I've been considering a wind gen for some time & should be in the position to put up or shut up by summer 2008. I'm currently working on an anemometer to measure the wind speed. I hope to log the daily wind speed to look at various locations around the property as well as height, season, etc. The charts show class 2-3 for the area but I would rather be sure than go with a rough estimate.


----------



## Jim-mi (May 15, 2002)

Any body serious about wind would be wise to install a wind data tower for a --year--. 
This needs to be at the intended hight of the turbine.
Not a roof top whirly-gig toy.


----------



## Suemo (Sep 19, 2002)

According to the map for our area we are in a 3 for wind. That is as it may be for years past but that has certainly changed to a 4-5 or even higher. A wind farm is being prepared for an expected output for 30.000 families not far from here. I live in a valley and it has always seemed to be more windy but the speeds have really picked up in the past 3 years. 
I have heard many pro and cons on this subject. I have seen the big wind farms in Texas with 1/2 to 3/4 of them not running. I have heard that the commercial wind machines are expensive to maintain. Could it be that the shorter, smaller units will produce more power more economically? 
Suemo


----------



## Jim-mi (May 15, 2002)

Sue
You've got a apples and oranges question there. . . .and I don't feel like typing all night.

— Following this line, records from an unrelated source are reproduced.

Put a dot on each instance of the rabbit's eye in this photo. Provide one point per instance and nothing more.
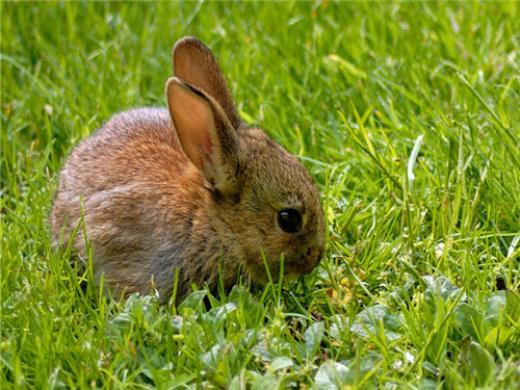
(290, 220)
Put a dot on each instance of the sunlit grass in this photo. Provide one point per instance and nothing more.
(407, 117)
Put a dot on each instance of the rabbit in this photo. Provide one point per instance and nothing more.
(188, 195)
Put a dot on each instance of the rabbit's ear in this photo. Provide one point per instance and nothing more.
(194, 63)
(205, 133)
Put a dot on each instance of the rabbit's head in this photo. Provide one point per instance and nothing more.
(262, 200)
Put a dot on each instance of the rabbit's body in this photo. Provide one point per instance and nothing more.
(152, 204)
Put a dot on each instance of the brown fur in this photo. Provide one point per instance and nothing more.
(148, 209)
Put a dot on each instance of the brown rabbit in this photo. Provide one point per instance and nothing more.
(190, 188)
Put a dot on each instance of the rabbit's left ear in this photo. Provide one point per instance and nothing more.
(194, 64)
(205, 133)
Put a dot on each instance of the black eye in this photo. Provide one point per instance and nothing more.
(290, 220)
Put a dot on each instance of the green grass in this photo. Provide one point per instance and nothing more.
(419, 287)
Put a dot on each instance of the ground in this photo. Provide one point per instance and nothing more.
(406, 115)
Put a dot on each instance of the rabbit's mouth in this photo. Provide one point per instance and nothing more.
(305, 263)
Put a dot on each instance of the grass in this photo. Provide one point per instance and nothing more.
(405, 113)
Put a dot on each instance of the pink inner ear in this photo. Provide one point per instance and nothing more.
(193, 121)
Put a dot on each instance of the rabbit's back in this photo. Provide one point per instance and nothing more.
(137, 194)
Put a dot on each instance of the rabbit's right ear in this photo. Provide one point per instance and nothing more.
(205, 133)
(194, 63)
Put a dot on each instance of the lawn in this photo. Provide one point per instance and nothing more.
(407, 116)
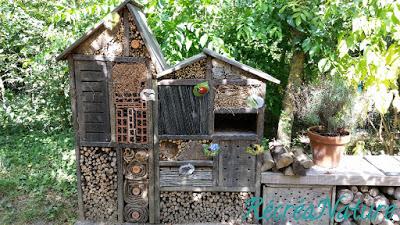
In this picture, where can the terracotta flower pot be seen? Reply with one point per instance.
(327, 150)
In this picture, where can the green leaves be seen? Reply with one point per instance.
(324, 65)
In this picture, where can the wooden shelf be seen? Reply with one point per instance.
(234, 135)
(211, 189)
(353, 170)
(208, 163)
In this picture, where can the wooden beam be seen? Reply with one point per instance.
(119, 59)
(235, 110)
(210, 189)
(85, 36)
(205, 163)
(120, 185)
(185, 137)
(180, 82)
(242, 82)
(182, 64)
(257, 73)
(72, 90)
(148, 38)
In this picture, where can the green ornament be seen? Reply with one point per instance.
(201, 89)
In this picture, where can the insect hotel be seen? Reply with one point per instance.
(160, 144)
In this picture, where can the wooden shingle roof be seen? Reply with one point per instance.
(207, 52)
(149, 40)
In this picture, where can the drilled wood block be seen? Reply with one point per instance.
(237, 167)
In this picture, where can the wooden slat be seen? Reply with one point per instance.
(201, 177)
(94, 108)
(210, 189)
(353, 170)
(94, 127)
(94, 117)
(95, 97)
(203, 163)
(92, 86)
(180, 82)
(120, 185)
(182, 113)
(185, 137)
(386, 164)
(156, 158)
(234, 136)
(242, 82)
(235, 110)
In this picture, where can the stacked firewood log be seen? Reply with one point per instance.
(289, 161)
(99, 182)
(373, 201)
(202, 207)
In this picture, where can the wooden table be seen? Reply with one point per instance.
(353, 170)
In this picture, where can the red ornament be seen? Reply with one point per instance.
(203, 90)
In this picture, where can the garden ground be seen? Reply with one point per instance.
(37, 177)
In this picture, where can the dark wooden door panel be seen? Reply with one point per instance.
(182, 113)
(92, 101)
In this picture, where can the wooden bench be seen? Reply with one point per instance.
(320, 182)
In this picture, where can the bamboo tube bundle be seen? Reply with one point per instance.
(136, 193)
(135, 214)
(129, 155)
(370, 200)
(202, 207)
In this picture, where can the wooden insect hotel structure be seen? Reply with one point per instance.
(160, 144)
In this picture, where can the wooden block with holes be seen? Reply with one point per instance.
(236, 168)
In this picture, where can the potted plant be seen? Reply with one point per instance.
(326, 106)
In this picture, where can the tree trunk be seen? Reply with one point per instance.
(295, 80)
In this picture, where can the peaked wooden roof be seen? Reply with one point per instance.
(207, 52)
(151, 43)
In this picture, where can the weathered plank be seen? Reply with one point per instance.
(386, 164)
(182, 113)
(117, 59)
(170, 177)
(180, 82)
(211, 189)
(185, 137)
(353, 170)
(202, 163)
(72, 90)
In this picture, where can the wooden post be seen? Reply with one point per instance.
(77, 141)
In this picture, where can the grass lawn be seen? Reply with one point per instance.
(37, 178)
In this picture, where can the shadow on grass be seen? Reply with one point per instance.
(37, 177)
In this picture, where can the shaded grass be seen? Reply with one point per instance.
(37, 177)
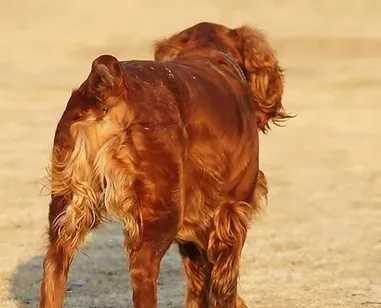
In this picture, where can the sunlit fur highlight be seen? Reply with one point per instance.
(94, 177)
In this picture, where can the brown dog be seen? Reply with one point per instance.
(171, 148)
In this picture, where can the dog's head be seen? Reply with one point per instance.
(252, 52)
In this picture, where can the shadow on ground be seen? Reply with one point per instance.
(99, 277)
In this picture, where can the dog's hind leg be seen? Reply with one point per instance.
(159, 226)
(197, 269)
(67, 231)
(225, 245)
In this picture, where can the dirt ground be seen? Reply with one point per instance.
(317, 244)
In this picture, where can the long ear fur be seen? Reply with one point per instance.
(265, 77)
(105, 78)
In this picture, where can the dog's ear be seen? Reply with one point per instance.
(105, 78)
(168, 48)
(265, 76)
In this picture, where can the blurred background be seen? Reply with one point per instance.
(317, 244)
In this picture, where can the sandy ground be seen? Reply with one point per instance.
(317, 244)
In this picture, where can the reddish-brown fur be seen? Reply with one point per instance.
(171, 148)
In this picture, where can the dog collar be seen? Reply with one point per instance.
(236, 67)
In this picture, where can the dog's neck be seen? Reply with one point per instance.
(237, 68)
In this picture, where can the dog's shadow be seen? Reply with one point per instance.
(99, 277)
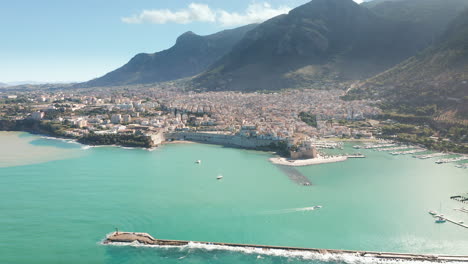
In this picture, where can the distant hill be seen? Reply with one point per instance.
(190, 55)
(430, 16)
(436, 79)
(318, 44)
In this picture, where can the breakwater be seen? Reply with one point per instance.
(146, 239)
(223, 139)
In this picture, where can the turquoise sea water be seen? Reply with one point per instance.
(58, 211)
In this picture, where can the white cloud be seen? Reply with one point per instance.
(255, 13)
(194, 12)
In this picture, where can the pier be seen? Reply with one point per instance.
(146, 239)
(408, 151)
(451, 221)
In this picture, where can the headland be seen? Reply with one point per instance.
(146, 239)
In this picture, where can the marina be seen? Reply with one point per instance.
(442, 219)
(433, 155)
(393, 148)
(130, 238)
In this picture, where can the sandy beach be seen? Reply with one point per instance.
(307, 162)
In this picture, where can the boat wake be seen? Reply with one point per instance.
(293, 210)
(193, 248)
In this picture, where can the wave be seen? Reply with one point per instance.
(85, 147)
(290, 254)
(293, 210)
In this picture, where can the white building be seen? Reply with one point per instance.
(37, 115)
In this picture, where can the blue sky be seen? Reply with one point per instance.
(77, 40)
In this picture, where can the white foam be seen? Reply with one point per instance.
(325, 257)
(86, 147)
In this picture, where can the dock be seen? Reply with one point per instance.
(146, 239)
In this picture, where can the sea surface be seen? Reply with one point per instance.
(59, 199)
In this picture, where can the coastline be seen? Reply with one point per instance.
(307, 162)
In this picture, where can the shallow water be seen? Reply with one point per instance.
(59, 209)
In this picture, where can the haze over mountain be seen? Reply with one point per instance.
(436, 77)
(190, 55)
(324, 41)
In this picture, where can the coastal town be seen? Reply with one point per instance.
(272, 116)
(294, 123)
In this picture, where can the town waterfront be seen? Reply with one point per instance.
(58, 204)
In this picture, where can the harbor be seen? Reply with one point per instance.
(130, 238)
(442, 219)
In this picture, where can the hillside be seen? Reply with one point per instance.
(435, 80)
(190, 55)
(316, 45)
(431, 16)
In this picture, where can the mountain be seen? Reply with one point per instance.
(435, 79)
(190, 55)
(318, 44)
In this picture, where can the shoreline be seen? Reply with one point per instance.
(307, 162)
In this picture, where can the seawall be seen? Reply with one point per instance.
(223, 139)
(146, 239)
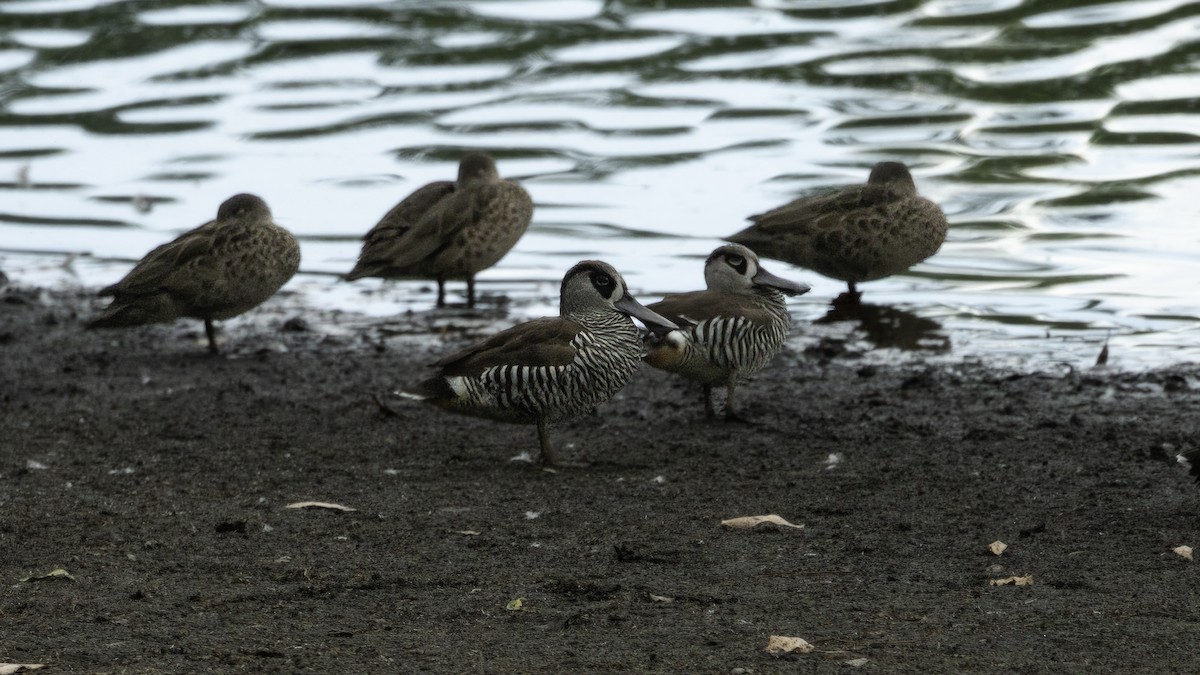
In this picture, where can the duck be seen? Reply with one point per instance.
(549, 369)
(855, 233)
(215, 272)
(448, 230)
(730, 330)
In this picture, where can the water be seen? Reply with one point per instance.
(1061, 138)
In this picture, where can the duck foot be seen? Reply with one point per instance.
(849, 299)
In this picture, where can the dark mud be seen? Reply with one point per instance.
(157, 477)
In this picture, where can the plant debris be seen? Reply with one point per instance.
(747, 521)
(319, 505)
(1027, 580)
(57, 573)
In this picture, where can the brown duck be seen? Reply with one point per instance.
(215, 272)
(448, 230)
(729, 332)
(550, 369)
(855, 233)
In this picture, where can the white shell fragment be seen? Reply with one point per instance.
(779, 645)
(319, 505)
(747, 521)
(9, 668)
(1027, 580)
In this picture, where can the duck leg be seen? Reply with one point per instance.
(547, 451)
(731, 414)
(851, 298)
(211, 333)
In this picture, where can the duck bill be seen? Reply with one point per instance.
(790, 287)
(655, 322)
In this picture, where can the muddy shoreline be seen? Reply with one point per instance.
(159, 477)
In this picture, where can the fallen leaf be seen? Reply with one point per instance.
(57, 573)
(1027, 580)
(319, 505)
(779, 645)
(748, 521)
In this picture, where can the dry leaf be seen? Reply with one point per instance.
(779, 645)
(748, 521)
(1027, 580)
(57, 573)
(319, 505)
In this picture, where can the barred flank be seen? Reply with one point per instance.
(607, 353)
(737, 344)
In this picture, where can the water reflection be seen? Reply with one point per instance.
(1060, 139)
(891, 328)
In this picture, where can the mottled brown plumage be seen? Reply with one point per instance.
(215, 272)
(448, 230)
(549, 369)
(855, 233)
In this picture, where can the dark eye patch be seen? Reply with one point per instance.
(737, 262)
(604, 284)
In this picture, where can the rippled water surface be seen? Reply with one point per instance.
(1061, 138)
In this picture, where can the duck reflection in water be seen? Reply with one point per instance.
(888, 327)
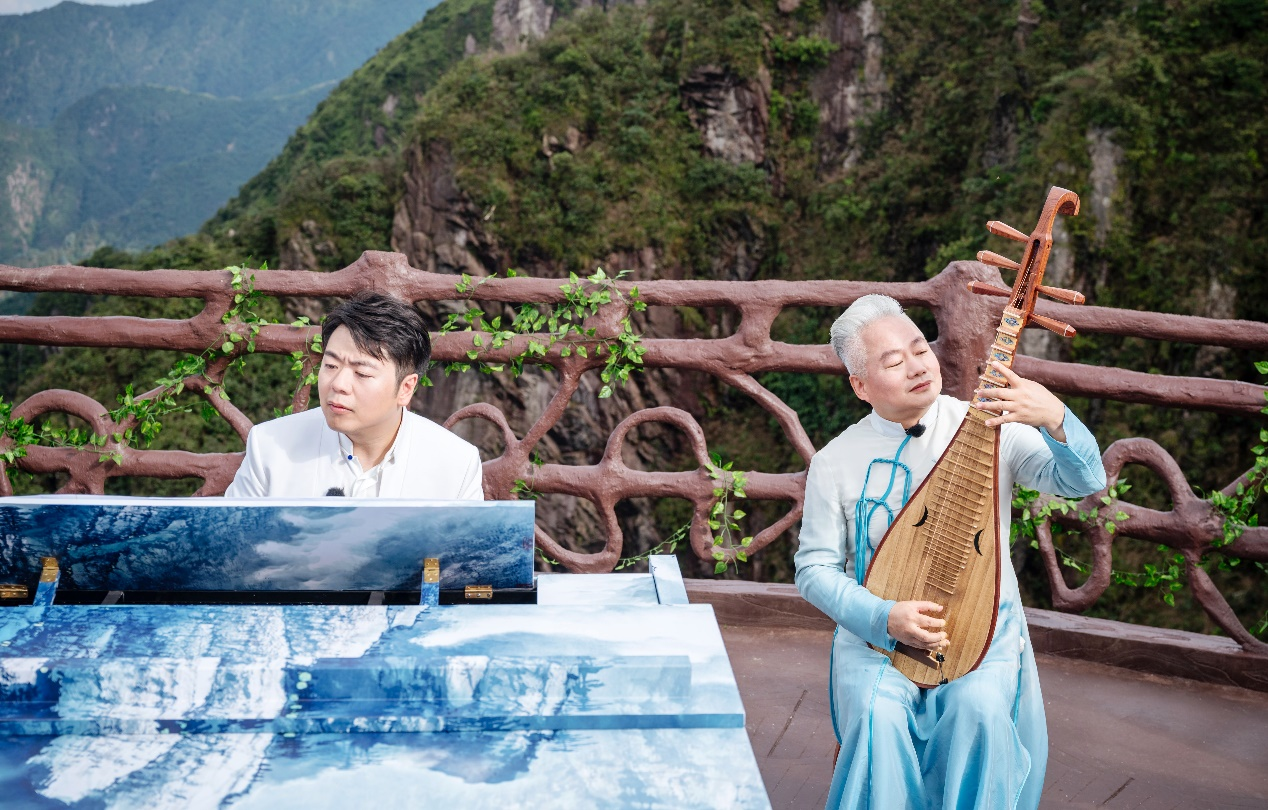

From what you just posted I'd say your a prime candidate for a good *home* size turbine right now.


----------



## wy_white_wolf (Oct 14, 2004)

Just found this site. Hope it helps.

http://www.omafra.gov.on.ca/english/engineer/facts/03-047.htm


----------



## wy_white_wolf (Oct 14, 2004)

Another link you might like since it deals with Alaska:

http://www.eere.energy.gov/windandhydro/windpoweringamerica/astate_template.asp?stateab=AK


----------